We all recognise that significant population growth in any area will have an impact on vital and speedy access to healthcare for all residents, as highlighted by my right hon. Friend the Member for Witham, my hon. Friends the Members for Waveney and for North West Norfolk, and the hon. Member for Bedford. That is why, in the autumn statement, the Government made up to £8 billion available to the NHS and adult social care in England in 2024-25, including an additional £3.3 billion in both 2023-24 and 2024-25.
The Department of Health and Social Care works closely with NHS England and regional teams to distribute that funding settlement as needed, in order to reflect and address the needs of local populations, including through the agreement of annual plans for each NHS trust. Healthcare funding allocations are weighted heavily towards deprivation, which in turn correlates strongly with need. Per capita, funding for the most deprived local authorities is on average about 130% more than for the least deprived.
Finally, to ensure that we are improving capacity and capability in the healthcare system in the east of England, we are continuing to build five new hospitals as part of the Government’s commitment to build 40 new hospitals by 2030. That includes the rebuilding of James Paget University Hospital and the West Suffolk Hospital, a new cancer hospital at Addenbrooke’s, a new high-tech healthcare campus to replace the ageing Princess Alexandra Hospital in Harlow, new hospital buildings at Watford General Hospital and the refurbishment of Hemel Hempstead and St Albans City Hospitals.
I hope that has given a rough flavour of just some of the work that is going on right across Government to ensure that we are focusing on levelling up, obviously with specifics for the east of England. I know how hard the APPG and all Members present have worked on preparing this incredibly insightful report, which my Department and others have valued a great deal. As well as the challenges, some of which we have touched on, it reinforces that the region really is a true economic success story. As has been highlighted, it is a net contributor to the Treasury; few regions can boast of that, and it is something that the region should rightly be proud of. It is an international gateway for global Britain, and it boasts some of the highest levels of employment, pay and productivity anywhere in the UK.
Our shared challenge now is ensuring that the huge benefits of these tremendous assets and opportunities are shared more evenly across the region and that it ultimately achieves its true potential. As my hon. Friend the Member for Waveney and others have rightly highlighted, ensuring that the east of England reaches its potential really is core to the prospects of the UK as a whole. I believe that there is every chance we can ensure the east of England reaches its potential.
The report illuminates the significant progress we have made on our levelling-up mission so far, but it also shows that there is clearly room for improvement.

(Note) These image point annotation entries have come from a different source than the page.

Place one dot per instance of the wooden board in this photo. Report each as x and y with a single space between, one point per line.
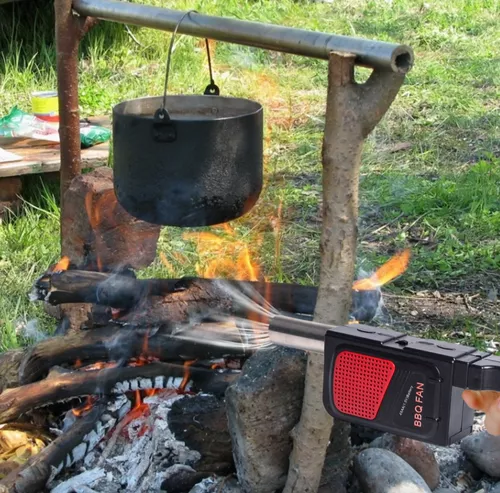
44 156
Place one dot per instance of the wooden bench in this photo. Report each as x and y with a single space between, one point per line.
44 157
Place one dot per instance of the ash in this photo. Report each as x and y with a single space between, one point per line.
457 472
136 456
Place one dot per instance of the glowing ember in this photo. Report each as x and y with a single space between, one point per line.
393 268
87 406
63 264
187 375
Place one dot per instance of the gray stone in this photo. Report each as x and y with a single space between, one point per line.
338 459
382 471
263 406
483 450
418 454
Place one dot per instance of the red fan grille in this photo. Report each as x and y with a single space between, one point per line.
360 382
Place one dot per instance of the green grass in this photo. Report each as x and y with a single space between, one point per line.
440 196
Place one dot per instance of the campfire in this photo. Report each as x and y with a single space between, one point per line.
134 399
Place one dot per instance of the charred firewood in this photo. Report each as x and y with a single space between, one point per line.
126 292
120 344
33 476
201 423
66 386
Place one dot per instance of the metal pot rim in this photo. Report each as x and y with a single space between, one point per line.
180 104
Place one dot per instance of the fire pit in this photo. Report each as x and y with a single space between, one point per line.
173 383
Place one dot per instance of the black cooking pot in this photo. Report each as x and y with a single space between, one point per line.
198 163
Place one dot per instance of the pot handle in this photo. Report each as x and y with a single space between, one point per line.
163 127
212 89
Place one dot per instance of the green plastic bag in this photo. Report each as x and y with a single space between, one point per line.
91 135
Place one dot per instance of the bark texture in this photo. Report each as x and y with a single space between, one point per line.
352 112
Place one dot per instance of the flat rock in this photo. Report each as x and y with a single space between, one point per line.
382 471
263 406
418 454
483 450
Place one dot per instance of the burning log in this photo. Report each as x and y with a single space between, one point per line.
61 387
33 476
115 343
180 295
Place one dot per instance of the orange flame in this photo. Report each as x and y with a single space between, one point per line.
87 406
63 264
393 268
232 257
101 211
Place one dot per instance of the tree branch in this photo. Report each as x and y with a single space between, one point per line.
377 94
351 113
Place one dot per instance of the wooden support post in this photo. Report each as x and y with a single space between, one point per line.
70 29
352 111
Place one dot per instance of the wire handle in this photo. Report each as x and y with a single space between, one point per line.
211 89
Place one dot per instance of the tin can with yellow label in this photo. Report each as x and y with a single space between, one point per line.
45 105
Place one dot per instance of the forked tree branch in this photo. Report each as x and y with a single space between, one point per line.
352 112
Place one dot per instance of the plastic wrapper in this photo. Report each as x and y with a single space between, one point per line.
91 135
20 124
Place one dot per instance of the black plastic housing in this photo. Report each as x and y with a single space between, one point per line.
443 369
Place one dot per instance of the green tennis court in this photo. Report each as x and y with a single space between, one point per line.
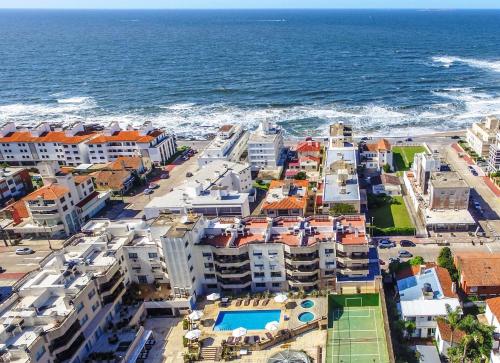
356 330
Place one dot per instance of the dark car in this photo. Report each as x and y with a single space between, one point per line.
406 243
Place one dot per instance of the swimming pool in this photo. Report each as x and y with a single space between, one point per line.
248 319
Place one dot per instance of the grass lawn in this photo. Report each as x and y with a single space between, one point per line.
403 156
392 215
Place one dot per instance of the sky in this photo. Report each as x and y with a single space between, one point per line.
237 4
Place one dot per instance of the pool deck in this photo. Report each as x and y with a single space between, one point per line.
309 341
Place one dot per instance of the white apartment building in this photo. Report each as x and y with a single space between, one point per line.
482 134
494 155
63 311
43 143
258 253
425 295
154 144
61 206
219 188
265 147
228 145
14 183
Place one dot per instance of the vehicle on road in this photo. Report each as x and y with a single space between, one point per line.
24 251
404 254
406 243
385 243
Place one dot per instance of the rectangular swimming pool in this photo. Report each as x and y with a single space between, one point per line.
248 319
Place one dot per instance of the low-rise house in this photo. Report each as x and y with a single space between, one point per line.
482 134
479 273
14 183
426 293
286 198
375 155
492 315
386 184
220 188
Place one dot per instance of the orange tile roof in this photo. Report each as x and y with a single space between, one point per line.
308 146
479 269
494 305
445 332
49 192
125 135
51 136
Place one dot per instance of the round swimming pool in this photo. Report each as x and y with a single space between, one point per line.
306 317
307 304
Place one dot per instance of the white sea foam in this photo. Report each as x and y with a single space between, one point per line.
448 61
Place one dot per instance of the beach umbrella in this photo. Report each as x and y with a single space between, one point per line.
196 315
213 296
239 332
193 334
272 326
280 298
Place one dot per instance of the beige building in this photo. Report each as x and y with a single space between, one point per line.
448 191
482 134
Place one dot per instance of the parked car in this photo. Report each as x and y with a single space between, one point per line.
385 243
406 243
404 254
24 251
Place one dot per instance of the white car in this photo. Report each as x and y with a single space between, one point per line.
24 251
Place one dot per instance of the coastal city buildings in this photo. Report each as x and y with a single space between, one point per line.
60 207
482 134
228 145
426 293
14 183
265 147
219 188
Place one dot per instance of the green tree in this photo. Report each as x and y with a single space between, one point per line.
342 208
417 261
301 175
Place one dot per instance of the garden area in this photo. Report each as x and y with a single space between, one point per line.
390 216
402 156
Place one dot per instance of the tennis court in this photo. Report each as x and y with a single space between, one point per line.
356 330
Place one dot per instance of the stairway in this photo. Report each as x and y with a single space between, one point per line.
209 354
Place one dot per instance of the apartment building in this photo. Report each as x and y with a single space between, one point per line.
60 207
479 273
63 311
228 145
43 143
494 155
373 156
482 134
147 142
260 253
286 198
425 294
219 188
265 147
14 183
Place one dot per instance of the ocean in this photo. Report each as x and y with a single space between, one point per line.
387 72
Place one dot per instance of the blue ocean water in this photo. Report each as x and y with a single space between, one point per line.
191 71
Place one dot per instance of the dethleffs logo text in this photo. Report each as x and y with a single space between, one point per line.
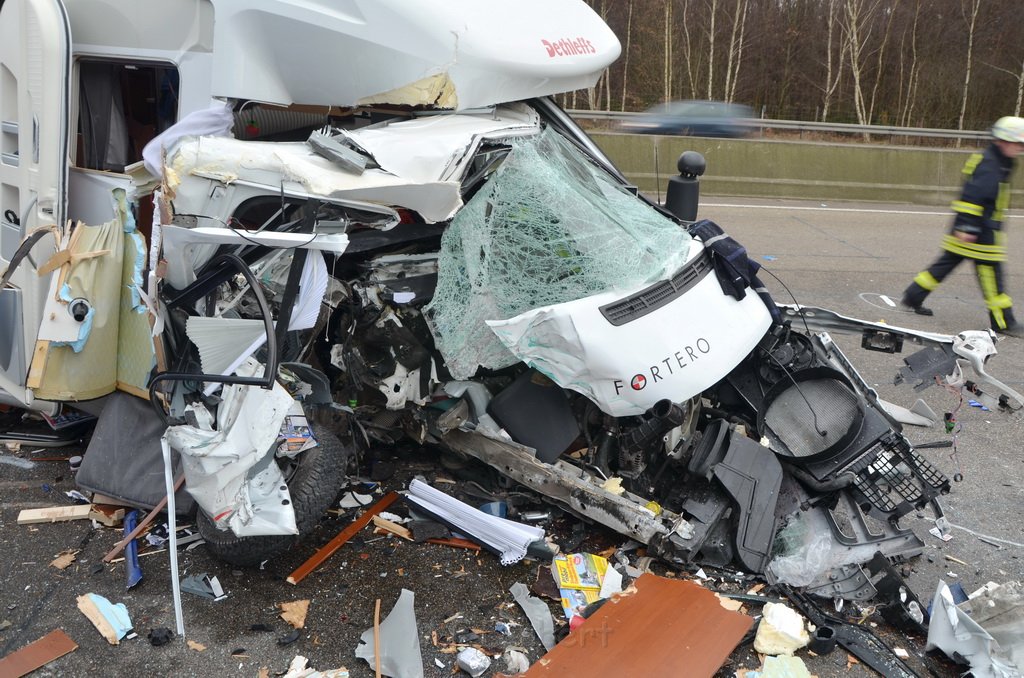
666 368
568 47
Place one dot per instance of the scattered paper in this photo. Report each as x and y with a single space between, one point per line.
295 612
64 560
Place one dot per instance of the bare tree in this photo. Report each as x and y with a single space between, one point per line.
626 54
857 25
880 61
735 50
691 61
975 6
832 76
668 50
713 7
907 93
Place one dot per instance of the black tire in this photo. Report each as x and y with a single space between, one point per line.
316 478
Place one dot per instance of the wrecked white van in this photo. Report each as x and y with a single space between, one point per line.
299 229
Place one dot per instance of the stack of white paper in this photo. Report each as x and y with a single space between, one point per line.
510 539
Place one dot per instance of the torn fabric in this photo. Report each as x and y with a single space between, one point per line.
215 121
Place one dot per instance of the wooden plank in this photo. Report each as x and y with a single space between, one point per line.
142 524
342 537
54 514
387 526
112 516
54 644
657 627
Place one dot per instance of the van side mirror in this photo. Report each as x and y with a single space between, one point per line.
683 194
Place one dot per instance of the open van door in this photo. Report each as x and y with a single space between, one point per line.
35 91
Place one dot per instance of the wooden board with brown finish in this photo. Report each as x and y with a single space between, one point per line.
38 653
665 627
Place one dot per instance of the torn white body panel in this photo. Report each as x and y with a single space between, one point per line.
270 165
454 54
437 147
952 631
187 249
225 342
674 352
230 471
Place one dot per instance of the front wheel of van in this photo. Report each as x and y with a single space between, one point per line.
314 478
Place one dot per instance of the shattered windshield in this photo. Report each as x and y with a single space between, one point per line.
548 227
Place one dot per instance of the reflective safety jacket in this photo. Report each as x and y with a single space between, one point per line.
981 207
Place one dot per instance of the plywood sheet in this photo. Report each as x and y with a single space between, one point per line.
659 627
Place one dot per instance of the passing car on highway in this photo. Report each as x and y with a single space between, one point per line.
690 118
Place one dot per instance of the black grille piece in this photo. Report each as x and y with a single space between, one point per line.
658 294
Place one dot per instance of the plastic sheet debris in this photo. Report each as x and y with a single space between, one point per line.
538 613
515 662
999 608
354 500
220 465
472 662
111 620
507 538
800 555
204 586
299 668
781 630
778 667
399 641
952 631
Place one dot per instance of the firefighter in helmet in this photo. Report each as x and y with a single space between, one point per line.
977 230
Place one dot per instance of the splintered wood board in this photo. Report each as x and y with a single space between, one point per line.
20 663
658 627
54 514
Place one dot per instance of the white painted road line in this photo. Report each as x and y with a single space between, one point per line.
825 208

To reassure my hon. Friend the Member for Clacton, we know that the job is not done; we set out those missions to aim towards by 2030 to ensure that we are levelling up in the east of England and right across the UK. The only way we can achieve that is by ensuring that we are working cross-Government, cross-Whitehall and, of course, cross-party to ensure that we are achieving what we need to achieve to truly level up the UK.
On that basis, I look forward to continuing to work cross-party with Members across the House, and with Ministers across Government, to unlock the east of England and the UK’s true potential.